Tolstói dizia sobre Leonid Andreiev e seus romances noirs: “ele quer me
assustar, mas não tenho medo”. Existem hoje muitas pinturas que querem nos
assustar, mas nos entediam. O temor não é uma sensação estética e o horror que
encontramos nos romances de Tolstói nunca está ali para nos assustar; a cena
emocionante na qual operam sem anestesia André Bolkonski, mortalmente ferido, não
é desprovida de beleza; como nunca é desprovida de beleza uma cena de
Shakespeare; como jamais é desprovido de beleza um quadro de Bacon.”
Retomada a
afirmação de Tolstói sobre Andreiev, é percebida a intenção do pintor – Eduardo
Berliner - em assustar o espectador que entra em contato com o seu universo.

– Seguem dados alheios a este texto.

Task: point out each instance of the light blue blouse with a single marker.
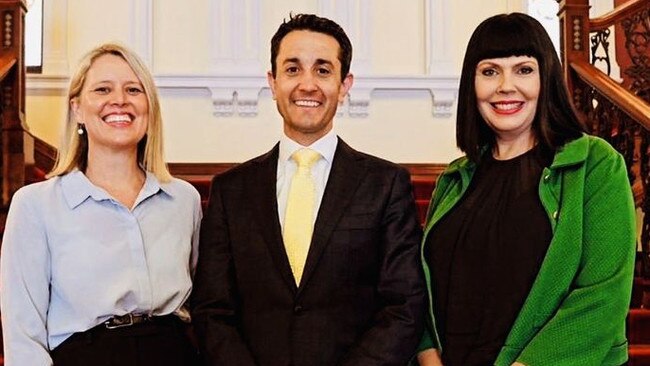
(72, 257)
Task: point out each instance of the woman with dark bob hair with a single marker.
(529, 243)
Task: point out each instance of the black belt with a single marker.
(127, 320)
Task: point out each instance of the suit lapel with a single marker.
(264, 198)
(341, 187)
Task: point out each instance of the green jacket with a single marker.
(575, 312)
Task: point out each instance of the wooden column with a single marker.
(12, 96)
(574, 42)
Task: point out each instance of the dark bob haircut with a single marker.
(506, 35)
(313, 23)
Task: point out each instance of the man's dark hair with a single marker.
(506, 35)
(313, 23)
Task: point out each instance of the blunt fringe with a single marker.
(506, 35)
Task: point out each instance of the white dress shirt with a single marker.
(72, 257)
(326, 146)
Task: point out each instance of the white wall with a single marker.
(407, 57)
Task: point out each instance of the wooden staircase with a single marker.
(620, 113)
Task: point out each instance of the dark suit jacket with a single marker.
(361, 299)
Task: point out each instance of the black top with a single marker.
(484, 256)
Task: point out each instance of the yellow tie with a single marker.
(299, 217)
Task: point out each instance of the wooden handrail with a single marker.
(629, 103)
(619, 13)
(6, 63)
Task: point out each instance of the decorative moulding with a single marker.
(239, 95)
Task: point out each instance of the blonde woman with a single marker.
(97, 261)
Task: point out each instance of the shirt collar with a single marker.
(77, 188)
(326, 146)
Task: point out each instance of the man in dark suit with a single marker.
(353, 294)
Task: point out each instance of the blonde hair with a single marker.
(73, 153)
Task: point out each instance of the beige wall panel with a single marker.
(400, 125)
(398, 39)
(91, 23)
(181, 36)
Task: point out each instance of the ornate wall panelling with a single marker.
(237, 75)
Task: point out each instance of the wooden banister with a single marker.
(632, 105)
(615, 16)
(7, 62)
(12, 97)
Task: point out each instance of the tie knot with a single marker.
(305, 158)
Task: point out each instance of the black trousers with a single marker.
(162, 342)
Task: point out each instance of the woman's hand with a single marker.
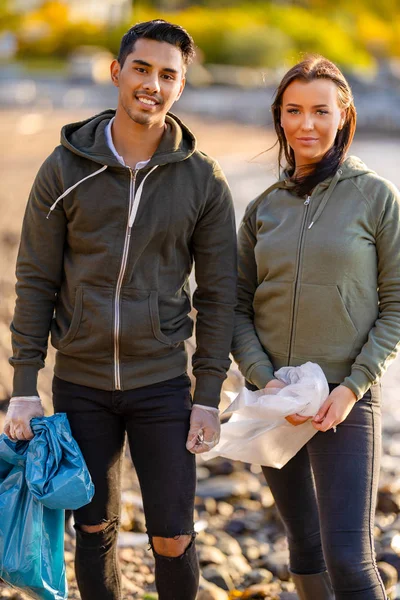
(292, 419)
(335, 409)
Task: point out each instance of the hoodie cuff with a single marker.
(208, 390)
(260, 375)
(25, 380)
(358, 382)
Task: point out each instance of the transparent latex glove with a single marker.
(20, 412)
(205, 429)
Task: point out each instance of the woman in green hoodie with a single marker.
(319, 280)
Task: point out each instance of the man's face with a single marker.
(150, 81)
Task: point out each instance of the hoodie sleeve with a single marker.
(384, 338)
(39, 271)
(247, 350)
(214, 251)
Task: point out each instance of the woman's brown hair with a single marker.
(315, 67)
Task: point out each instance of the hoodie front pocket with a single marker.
(141, 333)
(90, 333)
(323, 326)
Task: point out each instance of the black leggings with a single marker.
(326, 496)
(156, 420)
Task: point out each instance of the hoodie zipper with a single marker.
(117, 307)
(296, 280)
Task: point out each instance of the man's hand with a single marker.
(20, 412)
(205, 429)
(335, 409)
(292, 419)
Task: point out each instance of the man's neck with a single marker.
(135, 142)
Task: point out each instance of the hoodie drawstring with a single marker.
(137, 197)
(325, 199)
(52, 207)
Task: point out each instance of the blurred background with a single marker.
(54, 69)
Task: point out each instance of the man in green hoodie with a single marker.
(118, 214)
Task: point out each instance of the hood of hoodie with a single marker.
(351, 167)
(87, 139)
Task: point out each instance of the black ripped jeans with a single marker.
(156, 421)
(326, 496)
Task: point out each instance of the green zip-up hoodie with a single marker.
(319, 279)
(107, 271)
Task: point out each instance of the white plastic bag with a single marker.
(258, 432)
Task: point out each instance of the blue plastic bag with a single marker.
(38, 480)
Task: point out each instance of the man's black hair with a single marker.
(160, 31)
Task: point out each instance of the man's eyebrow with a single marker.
(138, 61)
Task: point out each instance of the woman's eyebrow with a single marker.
(300, 105)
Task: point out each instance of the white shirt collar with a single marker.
(139, 165)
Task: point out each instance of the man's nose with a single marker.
(152, 84)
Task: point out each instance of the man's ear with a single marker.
(181, 88)
(115, 69)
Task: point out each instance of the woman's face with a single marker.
(310, 118)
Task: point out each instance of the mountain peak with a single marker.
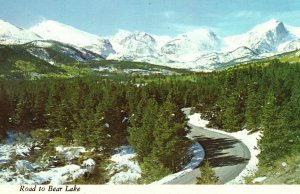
(269, 25)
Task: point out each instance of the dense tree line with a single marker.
(145, 111)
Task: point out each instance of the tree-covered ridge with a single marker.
(145, 111)
(57, 60)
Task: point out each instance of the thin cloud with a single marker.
(248, 14)
(169, 14)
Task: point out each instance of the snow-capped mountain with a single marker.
(52, 52)
(188, 46)
(263, 38)
(10, 34)
(200, 49)
(139, 46)
(52, 30)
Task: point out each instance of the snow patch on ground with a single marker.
(124, 169)
(89, 162)
(259, 179)
(249, 139)
(70, 153)
(198, 155)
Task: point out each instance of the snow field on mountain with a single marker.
(200, 49)
(249, 139)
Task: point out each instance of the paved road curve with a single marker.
(227, 155)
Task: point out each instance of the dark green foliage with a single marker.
(145, 111)
(208, 175)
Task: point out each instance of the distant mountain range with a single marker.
(199, 50)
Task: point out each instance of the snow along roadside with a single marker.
(198, 155)
(250, 140)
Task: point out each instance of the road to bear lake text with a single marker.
(66, 188)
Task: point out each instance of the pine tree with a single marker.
(170, 143)
(208, 175)
(141, 138)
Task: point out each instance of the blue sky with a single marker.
(162, 17)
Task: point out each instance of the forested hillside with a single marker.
(145, 111)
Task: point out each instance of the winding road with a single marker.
(227, 155)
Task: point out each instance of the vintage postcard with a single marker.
(117, 95)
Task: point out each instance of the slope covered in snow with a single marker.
(10, 34)
(185, 47)
(263, 38)
(52, 30)
(200, 49)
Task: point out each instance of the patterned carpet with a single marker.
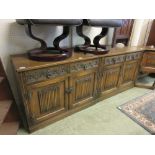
(142, 110)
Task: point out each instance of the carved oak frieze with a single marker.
(133, 56)
(79, 66)
(44, 74)
(114, 60)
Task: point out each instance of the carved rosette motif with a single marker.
(133, 56)
(114, 59)
(44, 74)
(84, 65)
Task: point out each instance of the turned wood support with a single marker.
(97, 39)
(28, 30)
(64, 35)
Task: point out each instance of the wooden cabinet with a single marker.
(50, 91)
(82, 82)
(82, 86)
(129, 72)
(110, 78)
(131, 67)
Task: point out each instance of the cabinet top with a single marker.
(21, 62)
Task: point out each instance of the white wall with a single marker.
(140, 32)
(13, 40)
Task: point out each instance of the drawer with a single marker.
(114, 60)
(39, 75)
(133, 56)
(84, 65)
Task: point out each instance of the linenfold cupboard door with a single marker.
(47, 99)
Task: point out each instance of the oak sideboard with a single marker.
(49, 91)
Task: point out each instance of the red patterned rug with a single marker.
(142, 111)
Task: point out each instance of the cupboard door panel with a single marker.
(130, 71)
(109, 78)
(83, 89)
(45, 101)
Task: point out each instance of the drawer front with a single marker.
(85, 65)
(114, 60)
(133, 56)
(38, 75)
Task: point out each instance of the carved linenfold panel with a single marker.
(44, 74)
(79, 66)
(129, 72)
(110, 78)
(133, 56)
(49, 99)
(114, 60)
(150, 60)
(83, 88)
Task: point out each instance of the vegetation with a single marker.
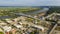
(1, 33)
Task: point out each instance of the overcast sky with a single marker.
(29, 2)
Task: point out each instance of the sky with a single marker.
(29, 2)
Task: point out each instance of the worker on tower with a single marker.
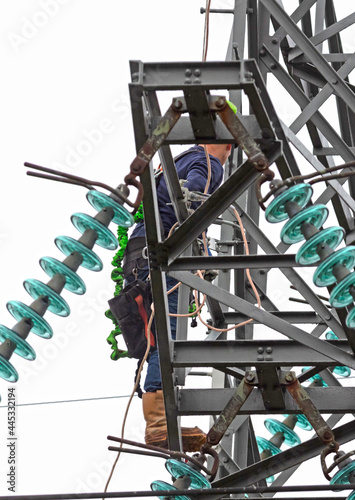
(192, 166)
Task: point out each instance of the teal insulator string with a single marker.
(117, 278)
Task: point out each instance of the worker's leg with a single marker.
(153, 401)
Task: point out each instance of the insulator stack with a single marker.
(62, 275)
(184, 477)
(282, 433)
(334, 266)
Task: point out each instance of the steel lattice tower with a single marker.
(302, 51)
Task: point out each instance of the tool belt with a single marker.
(135, 256)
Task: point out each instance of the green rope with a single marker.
(117, 278)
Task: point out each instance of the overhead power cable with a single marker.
(68, 401)
(191, 493)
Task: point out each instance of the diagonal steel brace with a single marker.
(231, 410)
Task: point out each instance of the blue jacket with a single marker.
(193, 168)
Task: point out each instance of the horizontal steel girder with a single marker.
(212, 75)
(254, 353)
(266, 318)
(233, 262)
(212, 401)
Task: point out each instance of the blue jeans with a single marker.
(153, 378)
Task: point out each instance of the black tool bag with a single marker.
(132, 310)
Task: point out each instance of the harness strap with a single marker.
(143, 314)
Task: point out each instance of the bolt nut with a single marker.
(220, 102)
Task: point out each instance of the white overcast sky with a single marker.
(65, 74)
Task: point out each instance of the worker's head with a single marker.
(220, 151)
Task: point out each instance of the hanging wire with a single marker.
(74, 179)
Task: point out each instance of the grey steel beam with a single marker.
(153, 236)
(218, 202)
(293, 277)
(327, 33)
(266, 318)
(299, 317)
(256, 353)
(212, 75)
(183, 131)
(334, 184)
(332, 58)
(339, 86)
(321, 97)
(302, 100)
(337, 400)
(296, 16)
(171, 177)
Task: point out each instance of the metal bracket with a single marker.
(216, 104)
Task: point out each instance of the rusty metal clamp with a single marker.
(155, 451)
(151, 146)
(331, 448)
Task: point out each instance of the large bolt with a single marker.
(219, 102)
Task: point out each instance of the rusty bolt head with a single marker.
(177, 104)
(328, 435)
(261, 163)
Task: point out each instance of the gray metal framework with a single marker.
(304, 54)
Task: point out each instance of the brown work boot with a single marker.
(156, 431)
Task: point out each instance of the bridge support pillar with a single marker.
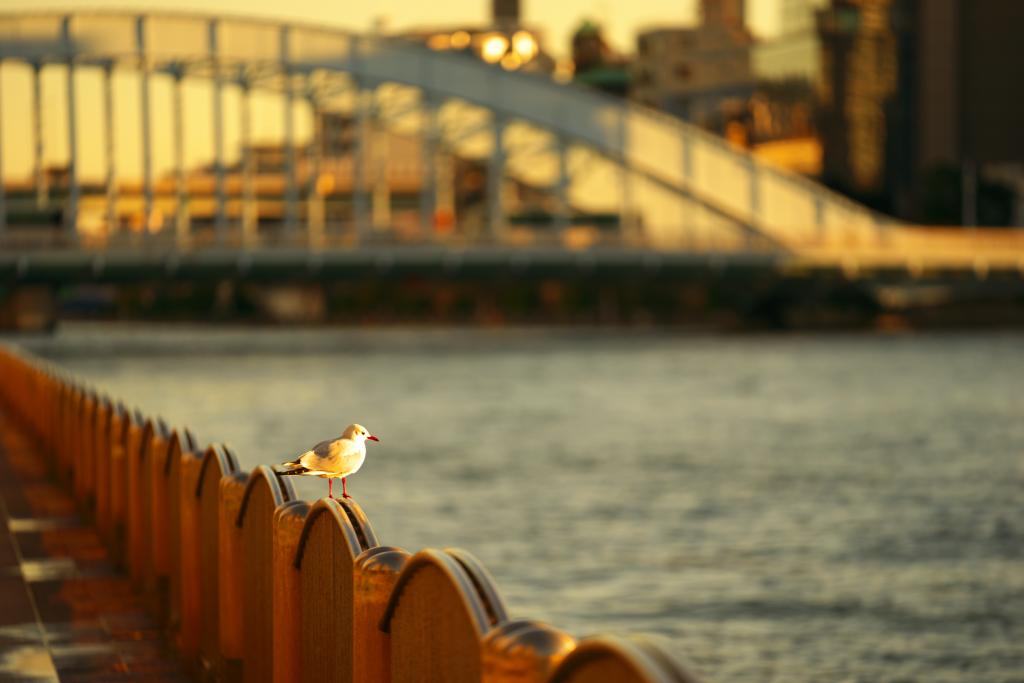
(314, 198)
(146, 141)
(755, 198)
(3, 193)
(250, 208)
(291, 190)
(71, 208)
(380, 152)
(360, 216)
(109, 139)
(496, 180)
(181, 219)
(42, 185)
(563, 213)
(428, 184)
(220, 202)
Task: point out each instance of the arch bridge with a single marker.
(377, 141)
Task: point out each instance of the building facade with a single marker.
(916, 105)
(696, 73)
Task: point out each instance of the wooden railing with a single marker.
(254, 585)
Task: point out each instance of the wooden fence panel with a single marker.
(335, 534)
(67, 397)
(100, 436)
(138, 522)
(189, 544)
(217, 464)
(622, 659)
(442, 606)
(111, 450)
(182, 449)
(85, 467)
(523, 651)
(163, 451)
(229, 580)
(73, 438)
(120, 467)
(377, 571)
(264, 492)
(288, 522)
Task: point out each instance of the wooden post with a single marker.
(182, 450)
(377, 571)
(621, 659)
(111, 451)
(137, 504)
(189, 540)
(288, 522)
(442, 606)
(523, 651)
(218, 463)
(335, 534)
(264, 492)
(230, 494)
(160, 530)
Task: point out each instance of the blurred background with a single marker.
(696, 317)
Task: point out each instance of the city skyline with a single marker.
(557, 20)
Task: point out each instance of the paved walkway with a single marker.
(66, 612)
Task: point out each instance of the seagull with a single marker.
(330, 460)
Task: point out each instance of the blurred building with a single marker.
(505, 41)
(701, 73)
(596, 65)
(918, 109)
(795, 52)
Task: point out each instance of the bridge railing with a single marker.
(677, 181)
(253, 585)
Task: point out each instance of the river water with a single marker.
(781, 508)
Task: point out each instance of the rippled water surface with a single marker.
(783, 508)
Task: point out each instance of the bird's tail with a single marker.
(295, 470)
(294, 467)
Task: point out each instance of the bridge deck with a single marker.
(67, 613)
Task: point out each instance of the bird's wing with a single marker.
(324, 457)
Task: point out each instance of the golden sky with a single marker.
(622, 18)
(557, 19)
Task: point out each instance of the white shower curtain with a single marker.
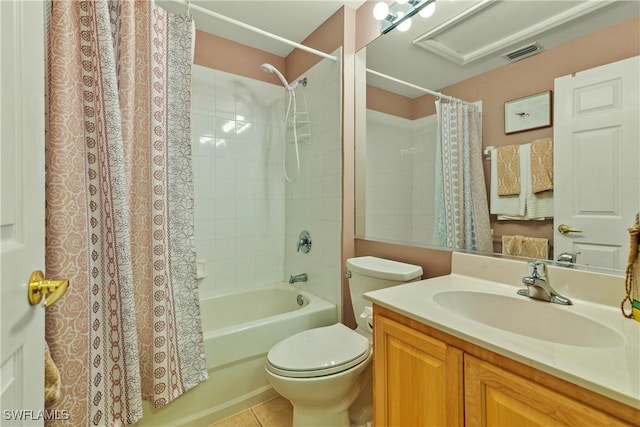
(462, 213)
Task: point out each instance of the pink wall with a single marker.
(232, 57)
(534, 75)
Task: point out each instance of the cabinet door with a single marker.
(417, 379)
(495, 397)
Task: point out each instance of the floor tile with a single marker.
(243, 419)
(276, 412)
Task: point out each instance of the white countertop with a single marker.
(613, 371)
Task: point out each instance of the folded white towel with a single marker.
(526, 205)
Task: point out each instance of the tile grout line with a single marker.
(256, 417)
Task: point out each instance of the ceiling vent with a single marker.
(523, 52)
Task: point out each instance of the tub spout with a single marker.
(298, 278)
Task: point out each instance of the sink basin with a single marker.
(535, 319)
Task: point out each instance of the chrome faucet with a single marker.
(298, 278)
(538, 286)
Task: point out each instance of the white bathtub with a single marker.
(239, 329)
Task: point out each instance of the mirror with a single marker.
(463, 58)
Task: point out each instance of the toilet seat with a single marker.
(318, 352)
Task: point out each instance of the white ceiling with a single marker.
(473, 45)
(292, 19)
(481, 39)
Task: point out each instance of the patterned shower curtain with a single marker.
(462, 213)
(120, 208)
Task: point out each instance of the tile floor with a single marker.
(276, 412)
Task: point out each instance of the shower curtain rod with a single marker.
(411, 85)
(191, 6)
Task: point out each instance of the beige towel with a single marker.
(541, 165)
(530, 247)
(508, 170)
(51, 379)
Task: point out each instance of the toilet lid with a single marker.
(317, 352)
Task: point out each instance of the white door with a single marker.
(597, 158)
(21, 210)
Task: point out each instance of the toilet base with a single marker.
(321, 401)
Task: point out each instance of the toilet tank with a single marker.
(368, 274)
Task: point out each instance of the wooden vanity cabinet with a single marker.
(417, 379)
(425, 377)
(496, 397)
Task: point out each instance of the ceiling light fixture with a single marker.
(399, 14)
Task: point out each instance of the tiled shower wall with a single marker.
(399, 177)
(245, 216)
(238, 185)
(313, 201)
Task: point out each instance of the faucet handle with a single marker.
(537, 269)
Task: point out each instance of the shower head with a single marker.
(268, 68)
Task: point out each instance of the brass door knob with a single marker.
(51, 289)
(564, 229)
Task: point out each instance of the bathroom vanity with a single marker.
(466, 349)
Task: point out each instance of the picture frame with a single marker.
(528, 113)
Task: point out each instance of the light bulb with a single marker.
(426, 12)
(380, 11)
(405, 25)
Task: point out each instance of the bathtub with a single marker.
(239, 328)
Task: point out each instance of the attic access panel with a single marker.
(490, 26)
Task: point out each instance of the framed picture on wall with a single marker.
(528, 113)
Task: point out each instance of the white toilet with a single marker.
(320, 370)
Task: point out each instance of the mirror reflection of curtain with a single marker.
(120, 209)
(462, 213)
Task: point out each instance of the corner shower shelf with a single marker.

Contudo, não logra êxito, devido a um cotidiano inflacionado de violência em
que as narrativas jornalísticas não retiram da indiferença o homem
contemporâneo, não provocando nele o deslocamento que a emoção estética
promete.
Embora em toda
a pintura de Berliner os objetos constituam enigmas propostos ao espectador, há
o incômodo em reconhecer nos elementos constituintes de seu trabalho a presença
de um surrealismo tardio – remanescente das ruínas pós-modernas ou o enlace
aflitivo à vala do realismo.
Em que o
artista espera amparar sua pintura? Apenas na ilogicidade do real? Não
representará pouco? Não há em Eduardo Berliner a independência espiritual
conquistada por Francis Bacon, mesmo que atuem com a mesma gramática –
deformadora; não há a coragem de tomar para si a realidade e devolvê-la sem o
temor de nunca ter um de seus trabalhos exibidos em uma sala de jantar ou no
saguão de aeroporto.
Por que
Eduardo Berliner teme tomar como sua a realidade quando possui as condições
para fazê-lo? Por que se opõe ao caráter deformador/desfigurador de sua
pintura, se, evidentemente, nos fornece traços de que não é um artista
convencional?
Prova disso
está na exposição, nos contrastes que as pequenas aquarelas criam, dissipando
toda a tensão incitada pelas telas maiores.
No entanto,
Eduardo Berliner, durante suas entrevistas, demonstra oposição ao gosto pelo
aleatório. Reafirma seu gosto pela desconstrução como meio para a composição de
obra, mas esse caos não é transposto como resultado para a tela,
desinstalando-o, imediatamente, do modus operandi da pintura de Francis Bacon,
orientada para a negação de um cartesianismo castrativo.
Durante a
exposição é possível ouvir apontamentos dos espectadores sobre as obras
expostas. E descobrem, naquele quadro que representa uma mulher que detêm em
cada uma de suas mãos uma cobra coral e um lagarto sobre uma passadeira de
roupas, enquanto é observada por um menino deitado sob esta última, uma
alegoria sobre o desejo; e, no outro, em que um homem com fantasia de monstro,
despenando o que parecem anjinhos, uma correlação com a queda do homem. Acessos
frágeis e fáceis demais, mas um bom caminho para determinada parcela da
crítica, que de algum modo, está morta e vive de sua própria anomia.